And Away To His Tallship We’ll Go…

Ruby: …what are you singing?

Ginger: That song from Snow White and the Seven Dwarfs.

Ruby: No, you’re not.

Ginger: Yes, I am.

Ruby: Those are not the words.

Ginger: Pretty sure they are.

Ruby: I swear to you. I promise you – those are not the lyrics.

Ginger: Yes, they are.

Ruby: On what planet does Snow White sing about the day when her PIRATE will come?

Ginger: On the planet where I am Snow White. In this scenario. Specifically.

Ruby: …what?

Ginger: Look, I’ve read the signs.

Ruby: What signs?

Ginger: I’ve done the math.

Ruby: The only math you do is that made-up Ginger’s Word Math. That you made up!

Ginger: I’m not going to find a prince.

Ruby: Don’t say that.

Ginger: Okay, fine. I won’t find a prince who will want to take me away to his castle and get married and make babies and live happily ever after.

Ruby: Ginger…

Ginger: But a pirate? I think a pirate is someone who could sweep me off my feet and not mind when I knock him off his feet in return.

Ruby: You think about metaphors way too much.

Ginger: Who said this was a metaphor?

Ruby: Can I just forbid you from marrying a pirate on the grounds that I refuse to be party to the whole plan?

Ginger: Why would you refuse to be party to my imaginary future husband? He’s a very nice pirate – as pirates go, that is.

Ruby: I will not be arrested for aiding and abetting your fugitive of a pirate husband. Sorry. Fly will not enjoy visiting me in prison.

Ginger: But…part of my plan was for you and Fly to join us on the pirate ship. We’d need a doctor – pirates are constantly getting splinters from their wooden legs and accidentally cutting themselves with their own hooks. Fly could patch them up.

Ruby: Meanwhile, I’m doing what?

Ginger: Pirating web signals?

Ruby: Ginger…I’m not pirate material. If you want to keep in touch with me, you’re going to have to not marry the pirate you have imagined for your future husband.

Ginger: But I just finished re-writing the lyrics!

Ruby: Find a different imaginary future husband, or we will have to just say good-bye here.

Ginger: Fine. I’ll imagine a different future husband.

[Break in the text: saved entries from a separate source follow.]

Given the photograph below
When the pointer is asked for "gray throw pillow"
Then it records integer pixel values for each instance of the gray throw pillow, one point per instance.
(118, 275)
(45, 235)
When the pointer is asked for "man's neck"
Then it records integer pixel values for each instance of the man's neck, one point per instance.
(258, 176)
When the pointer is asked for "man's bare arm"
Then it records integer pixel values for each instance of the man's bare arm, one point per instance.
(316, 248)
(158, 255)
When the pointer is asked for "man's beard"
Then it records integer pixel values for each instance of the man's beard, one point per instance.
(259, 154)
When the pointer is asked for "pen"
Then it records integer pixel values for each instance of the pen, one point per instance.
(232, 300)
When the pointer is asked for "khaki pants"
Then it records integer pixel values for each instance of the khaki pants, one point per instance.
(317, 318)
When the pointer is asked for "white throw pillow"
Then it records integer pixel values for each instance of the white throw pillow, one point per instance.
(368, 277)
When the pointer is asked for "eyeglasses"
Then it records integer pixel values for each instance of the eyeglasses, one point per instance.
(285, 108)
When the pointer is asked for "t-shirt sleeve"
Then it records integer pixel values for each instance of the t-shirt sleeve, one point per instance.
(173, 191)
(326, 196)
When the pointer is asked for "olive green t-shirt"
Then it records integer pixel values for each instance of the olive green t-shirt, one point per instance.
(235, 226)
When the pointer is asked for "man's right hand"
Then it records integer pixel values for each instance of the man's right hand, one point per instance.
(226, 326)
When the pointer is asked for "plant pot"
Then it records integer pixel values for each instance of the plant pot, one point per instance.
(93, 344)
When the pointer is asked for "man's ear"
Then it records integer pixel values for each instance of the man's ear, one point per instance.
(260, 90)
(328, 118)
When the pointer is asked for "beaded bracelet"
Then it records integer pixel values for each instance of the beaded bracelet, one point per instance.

Ruby: Thank you. I would have hated saying good-bye here.

Ginger: Especially before I helped you get out of that wedding gown, huh?

Ruby: Yes. Miss? Could I try on the next one now?

Wedding Gown Sales Girl: Is she always like this?

Ruby: No. Sometimes, she’s much more distracted.

Ginger: What about Some day Mal Reynolds will come/Some day we’ll meet again/And away to his Firefly we’ll go/To be happy forever I know…?

Ruby: Dress change first, then we’ll investigate the flaws there.

Ginger: What flaws?

Ruby: Doesn’t that plan involve waiting 500 years for Mal – and Firefly class starships – to even exist? And you still don’t know how the second verse goes, so you’ll just be making it up as you go anyway…

Ginger: Oh, those flaws… Oh, hey, can I try that one on? The one with the feathers?

Ruby: This is why my sister offered to go wedding gown shopping with me. I don’t know why I didn’t listen…

Ginger: Ruby! It has feathers AND sequins!

Wedding Gown Sales Girl: I recommend bringing your sister for the follow-up visits.